Classificação: Livre
Versão Brasileira: Álamo

 

... Para ser lido na maldita hora da noite em que tudo é engraçado (que vem logo após a hora em que nada faz sentido e antes da hora em que tudo faz sentido)
(Stephanie Avari, filósofa.)

 

EDITORIAL
 

"Quando nada acontece, há um milagre que não estamos vendo", disse Guimarães Rosa. Dessa máxima admirável nasceu o !!DAMN!! Zine, numa tarde enfadonha de terça-feira, enquanto os redatores empurravam as cutículas com uma chave de fenda e balançavam os pés num banquinho realmente alto, esperando algo interessante cair do teto, com as patas bem abertas, e devolver a coerência que se perdeu há algum tempo (criança doente, ligar-para). Nosso jornalzinho nasceu sem nome, sem nexo, sem propósito e sem chance, inspirado por uma matéria brilhante da indigesta Seleções do Readers Digest: "Fadiga: o que é e como vencê-la". Nossas edições sairão sempre que der, semanal ou anualmente (o que vier primeiro), entupidas de coisas que eram, coisas que são e coisas que nunca poderiam ser, por diabos. Nosso corpo de redatores é composto de cabeça, boca, ombro, mão, joelho, perna-e-pé, perna-e-pé. Não é indicado para cardíacos ou matemáticos (lógica não é nossa especialidade), e contém peças pequenas que podem ser ingeridas por crianças menores de 3 anos ou adultos com espírito empreendedor. Tudo o que publicamos é de responsabilidade de quem lê, e se você não estiver contente por favor não bata palmas, e pare de contrariar a música.
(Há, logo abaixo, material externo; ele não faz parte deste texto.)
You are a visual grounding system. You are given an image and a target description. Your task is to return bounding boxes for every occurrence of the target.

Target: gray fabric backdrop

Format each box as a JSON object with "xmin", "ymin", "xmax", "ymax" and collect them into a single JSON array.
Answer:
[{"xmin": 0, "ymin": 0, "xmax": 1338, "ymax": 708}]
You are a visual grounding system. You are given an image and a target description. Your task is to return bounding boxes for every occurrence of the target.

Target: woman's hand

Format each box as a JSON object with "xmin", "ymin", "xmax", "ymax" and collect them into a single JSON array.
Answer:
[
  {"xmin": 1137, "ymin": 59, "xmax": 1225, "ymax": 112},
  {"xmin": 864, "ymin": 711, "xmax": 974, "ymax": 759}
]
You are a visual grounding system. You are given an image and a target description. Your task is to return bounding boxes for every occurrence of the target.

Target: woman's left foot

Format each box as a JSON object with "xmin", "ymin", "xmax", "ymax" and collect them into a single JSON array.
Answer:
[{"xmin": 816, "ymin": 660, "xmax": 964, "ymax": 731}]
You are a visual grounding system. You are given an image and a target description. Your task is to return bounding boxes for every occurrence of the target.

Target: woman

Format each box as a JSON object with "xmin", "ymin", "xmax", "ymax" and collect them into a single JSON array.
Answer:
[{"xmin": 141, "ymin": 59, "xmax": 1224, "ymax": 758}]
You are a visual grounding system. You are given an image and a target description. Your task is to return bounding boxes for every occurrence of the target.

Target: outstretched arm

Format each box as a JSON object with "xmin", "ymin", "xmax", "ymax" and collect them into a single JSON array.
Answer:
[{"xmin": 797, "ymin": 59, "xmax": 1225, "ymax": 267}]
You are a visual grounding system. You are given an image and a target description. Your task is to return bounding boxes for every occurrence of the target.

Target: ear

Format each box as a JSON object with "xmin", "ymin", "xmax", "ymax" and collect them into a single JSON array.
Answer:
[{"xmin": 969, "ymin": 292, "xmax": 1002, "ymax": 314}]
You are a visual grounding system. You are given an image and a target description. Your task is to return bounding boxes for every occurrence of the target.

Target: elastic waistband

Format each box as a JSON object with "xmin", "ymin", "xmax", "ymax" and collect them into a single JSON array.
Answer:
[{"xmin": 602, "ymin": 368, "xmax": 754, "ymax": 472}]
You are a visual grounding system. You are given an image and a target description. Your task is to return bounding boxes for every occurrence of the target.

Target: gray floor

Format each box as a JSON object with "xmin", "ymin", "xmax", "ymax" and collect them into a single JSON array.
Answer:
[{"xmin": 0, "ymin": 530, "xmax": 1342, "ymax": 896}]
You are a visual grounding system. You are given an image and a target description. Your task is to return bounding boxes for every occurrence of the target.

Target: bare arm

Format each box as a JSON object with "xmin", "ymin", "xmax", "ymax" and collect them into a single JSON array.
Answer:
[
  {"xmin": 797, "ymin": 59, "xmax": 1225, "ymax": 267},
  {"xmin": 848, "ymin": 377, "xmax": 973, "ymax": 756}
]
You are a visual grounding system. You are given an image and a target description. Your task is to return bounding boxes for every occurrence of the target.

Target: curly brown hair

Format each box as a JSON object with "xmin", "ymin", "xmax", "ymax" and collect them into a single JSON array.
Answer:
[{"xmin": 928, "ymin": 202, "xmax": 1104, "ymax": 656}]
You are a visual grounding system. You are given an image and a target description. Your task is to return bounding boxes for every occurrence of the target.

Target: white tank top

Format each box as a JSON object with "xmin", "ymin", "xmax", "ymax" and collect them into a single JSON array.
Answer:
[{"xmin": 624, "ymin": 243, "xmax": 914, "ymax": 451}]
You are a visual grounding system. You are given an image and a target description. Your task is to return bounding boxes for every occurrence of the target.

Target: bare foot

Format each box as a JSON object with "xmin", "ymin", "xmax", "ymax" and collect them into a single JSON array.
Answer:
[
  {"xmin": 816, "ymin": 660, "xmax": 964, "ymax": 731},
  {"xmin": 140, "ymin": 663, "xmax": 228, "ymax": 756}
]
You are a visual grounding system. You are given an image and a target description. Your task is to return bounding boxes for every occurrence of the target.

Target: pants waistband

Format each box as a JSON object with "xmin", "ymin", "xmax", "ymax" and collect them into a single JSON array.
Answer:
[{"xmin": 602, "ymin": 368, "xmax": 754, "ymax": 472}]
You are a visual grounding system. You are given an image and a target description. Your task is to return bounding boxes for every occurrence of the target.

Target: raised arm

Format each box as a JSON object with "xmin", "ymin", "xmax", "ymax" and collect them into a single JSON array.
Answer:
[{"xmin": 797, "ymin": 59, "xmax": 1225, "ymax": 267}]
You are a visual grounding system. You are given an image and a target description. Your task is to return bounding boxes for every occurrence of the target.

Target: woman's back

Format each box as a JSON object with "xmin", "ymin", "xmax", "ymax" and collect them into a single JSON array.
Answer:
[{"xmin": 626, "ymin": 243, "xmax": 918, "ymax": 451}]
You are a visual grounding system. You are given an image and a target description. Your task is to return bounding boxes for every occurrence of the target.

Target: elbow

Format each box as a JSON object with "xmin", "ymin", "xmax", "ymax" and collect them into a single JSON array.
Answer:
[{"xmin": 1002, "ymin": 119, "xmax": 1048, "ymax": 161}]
Quaisquer contribuições, comentários, xingamentos e manifestações de dor lancinante poderão ser enviados para hortalica@gmail.com. Não deixe de resmungar algum impropério, ao final deste número.


:: PERCALÇOS DA POSTERIDADE ::
por Mário Quintana - mquintana@alem.com.br

O mais irritante de nos transformarem um dia em estátuas é que a gente não pode coçar-se.

 

:: AOS OLHOS DA MULTIDÃO ::
por Gay Talese, em pessoa

Nova York é uma cidade de coisas despercebidas. É uma cidade de gatos que dormem sob carros estacionados, de dois pequenos tatus que se arrastam pela catedral de St. Patrick e milhares de formigas subindo o Empire State Building. As formigas foram provavelmente carregadas até ali pelo vento ou pelos pássaros, mas ninguém sabe ao certo; ninguém em Nova York sabe qualquer coisa sobre as formigas, assim como nada se sabe sobre o mendigo que toma táxis para o Bowery; ou o maltrapilho que recolhe lixo nas latas da Sexta Avenida; ou o médium das ruas Setenta Oeste que apregoa suas qualidades de vidente e poder extrassensorial.

Nova York é uma cidade de excêntricos e um centro para se colher fragmentos soltos de informação. Os nova-iorquinos piscam vinte e oito vezes por minuto e quarenta quando estão tensos. Os maiores comedores de pipocas do Yankee Stadium param de mastigar momentaneamente pouco antes de um arremesso. Os mascadores de chicletes, nas escadas rolantes da Macy´s, param momentaneamente de mascar pouco antes de sair para concentrar-se no último degrau. Moedas, grampos de papel, canetas esferográficas e bolsas de mocinhas são encontrados pelos trabalhadores que limpam a piscina dos leões-marinhos no zoológico do Bronx.

Diariamente, os nova-iorquinos absorvem 1.380.000 litros de cerveja, devoram 3.500.000 quilos de carne e puxam 33 quilômetros de fio dental entre os dentes. Todos os dias, em Nova York, cerca de 250 pessoas morrem, 460 nascem e 150.000 caminham pela rua usando olhos de vidro ou plástico.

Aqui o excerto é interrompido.